Imaginez : un joueur se présente, motivé à rejoindre votre équipe. Sur le papier, il a de grandes qualités, il est même le meilleur du moment à son poste. Mais vous, vous avez un doute. Vous avez entendu dire certaines choses qui vous donnent une mauvaise impression. Vous décidez de ne pas le retenir. La saison suivante il performe encore plus… mais dans l’équipe directement adverse. Et vous regrettez.

Derrière ce type de décision, il y a souvent moins une question de compétence que des biais cognitifs qui s’invitent. En avoir conscience permet de mettre en œuvre des stratégies pour les déjouer.

 

L’omniprésent biais de confirmation : chercher ce qui conforte mes croyances

Vous pensez qu’un joueur « n’est pas assez sérieux » ? Alors vous irez inconsciemment chercher des indices qui confirment cette hypothèse (une remarque de coéquipier, un détail d’attitude, une rumeur), et ignorerez les signaux contraires (son travail à l’entraînement, ses progrès récents).
Daniel Kahneman, psychologue et professeur à l’université de Princeton, a largement montré à quel point notre cerveau préfère confirmer ce qu’il croit déjà plutôt que remettre en question ses jugements.

On pourrait citer d’autres biais dans l’exemple que je donne :

  • L’ancrage : la première impression (un mauvais match, une attitude perçue comme désinvolte) influence toute l’évaluation future du joueur.
  • Le biais de disponibilité : on se souvient + facilement d’un moment où il a raté une action que de ses réussites discrètes mais régulières.
  • L’effet de halo (ou de corne) : si on n’apprécie pas un trait de personnalité du joueur, cela « contamine » notre jugement sur ses compétences sportives.

Pourquoi c’est dangereux ?

Un biais cognitif est, en quelque sorte, un raccourci mental. Notre cerveau cherche en permanence à traiter rapidement une masse d’informations complexes. Je l’ai déjà développé dans un article (« Gros plan sur les biais cognitifs ») que je vous invite à lire.

Si le biais est une erreur systématique, le « noise » développé par Kahneman est l’erreur aléatoire. Elle est issue des différences individuelles (style de jugement, préférences), des variations selon l’humeur ou le contexte (“occasion noise” : selon l’heure, l’état d’esprit…), les différences dans la façon d’interpréter les mêmes informations (“pattern noise”), ou les fluctuations internes (fatigue, distractions).

On voit bien que cela signifie que le jugement n’est jamais neutre : par exemple ce que l’on voit d’un joueur ou d’une situation est déjà filtré par nos croyances, nos expériences passées, mais aussi notre état émotionnel du moment, le moment de la journée, …

Alors comment limiter l’impact des biais ?
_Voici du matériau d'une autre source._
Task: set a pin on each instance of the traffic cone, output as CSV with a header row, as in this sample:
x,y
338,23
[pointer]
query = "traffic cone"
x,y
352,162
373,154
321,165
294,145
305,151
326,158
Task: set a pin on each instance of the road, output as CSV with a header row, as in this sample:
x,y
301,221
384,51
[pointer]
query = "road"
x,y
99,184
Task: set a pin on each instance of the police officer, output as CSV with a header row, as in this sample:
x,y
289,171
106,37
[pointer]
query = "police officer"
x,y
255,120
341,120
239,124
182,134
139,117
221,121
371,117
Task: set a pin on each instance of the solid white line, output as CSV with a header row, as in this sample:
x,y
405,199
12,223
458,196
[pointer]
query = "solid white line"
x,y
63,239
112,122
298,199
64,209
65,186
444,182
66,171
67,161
La clé n’est pas de croire qu’on peut les éliminer (c’est impossible), mais plutôt d’en avoir conscience et de mettre en place des stratégies de régulation et de réflexion :

  • Formaliser les critères de décision : par exemple, définir un barème précis pour évaluer la performance d’un joueur plutôt que de se fier à une impression générale.
  • Multiplier les points de vue : confronter ses choix avec ceux de son staff, ou avec un collègue extérieur, pour réduire l’effet du « bruit » dont parle Kahneman.
  • Tenir un journal de décisions : noter les raisons d’un choix à un instant t, puis les confronter avec les résultats à posteriori. Cette méthode aide à détecter les écarts entre l’intention et la réalité.

Mais aussi :

  • Prendre du recul par un travail réflexif : c’est là qu’intervient l’analyse de pratique. Dans l’espace de supervision que j’offre, l’entraineur peut revisiter ses décisions, comprendre quels biais ont joué, identifier les automatismes et élargir son cadre de pensée. Cela permet de voir ce qu’on n’arrive pas à voir seul, d’apprendre à décoder ses propres mécanismes de jugement, et, à terme, d’installer des routines décisionnelles plus solides et plus justes.

 

Les biais cognitifs et le « noise » ne sont pas des exceptions : ils sont présents dans toutes nos décisions, même (et surtout) quand nous pensons être « objectifs ». Le véritable enjeu pour un entraîneur n’est pas seulement de réagir lorsqu’une décision tourne mal, mais de développer une hygiène de décision régulière.

Travailler sur soi, interroger ses réflexes, confronter ses choix, c’est comme entraîner ses joueurs : ce n’est pas réservé aux moments de crise, c’est un travail de fond qui construit la qualité et la cohérence de l’action au quotidien.